Up here in the Great White North, we're dampening our dainties over whether the prime minister strong armed a former justice minister to intercede on behalf of a Quebec company with a rich history of corruption at home and abroad. When Canadians get into navel gazing we sometimes lose sight of what's happening elsewhere. For example, the United States.
A gaggle of New York Times reporters, i.e. Haberman et al, have an eye-opening report on how Trump has tried to undermine the New York Southern District prosecutors on the "hush money" scandal.

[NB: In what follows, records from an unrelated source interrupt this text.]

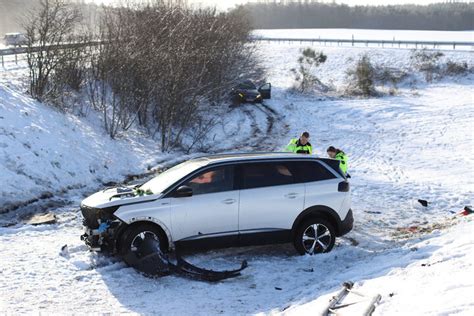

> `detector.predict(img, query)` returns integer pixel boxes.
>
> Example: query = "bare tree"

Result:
[23,0,82,101]
[84,3,258,149]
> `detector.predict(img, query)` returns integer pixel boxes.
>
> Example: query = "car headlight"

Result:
[81,204,120,228]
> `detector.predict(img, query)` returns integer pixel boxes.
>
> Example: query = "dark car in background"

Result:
[231,80,271,104]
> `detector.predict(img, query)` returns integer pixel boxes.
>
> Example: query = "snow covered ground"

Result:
[1,35,474,315]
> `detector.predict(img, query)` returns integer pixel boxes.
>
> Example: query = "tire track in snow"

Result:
[225,103,287,152]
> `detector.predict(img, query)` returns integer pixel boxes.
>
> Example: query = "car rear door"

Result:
[168,165,239,248]
[237,161,305,243]
[293,161,344,213]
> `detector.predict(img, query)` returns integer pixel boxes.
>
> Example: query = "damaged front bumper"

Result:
[80,204,123,252]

As federal prosecutors in Manhattan gathered evidence late last year about President Trump’s role in silencing women with hush payments during the 2016 campaign, Mr. Trump called Matthew G. Whitaker, his newly installed attorney general, with a question. He asked whether Geoffrey S. Berman, the United States attorney for the Southern District of New York and a Trump ally, could be put in charge of the widening investigation, according to several American officials with direct knowledge of the call.
Mr. Whitaker, who had privately told associates that part of his role at the Justice Department was to “jump on a grenade” for the president, knew he could not put Mr. Berman in charge, since Mr. Berman had already recused himself from the investigation. The president soon soured on Mr. Whitaker, as he often does with his aides, and complained about his inability to pull levers at the Justice Department that could make the president’s many legal problems go away.
...An examination by The New York Times reveals the extent of an even more sustained, more secretive assault by Mr. Trump on the machinery of federal law enforcement. Interviews with dozens of current and former government officials and others close to Mr. Trump, as well as a review of confidential White House documents, reveal numerous unreported episodes in a two-year drama.It's a long article but well worth the read if only to refresh one's appreciation for the depth of Trump's corruption. We can only hope that Robert Mueller and other federal prosecutors are just sitting on a stack of soon-to-be unsealed indictments.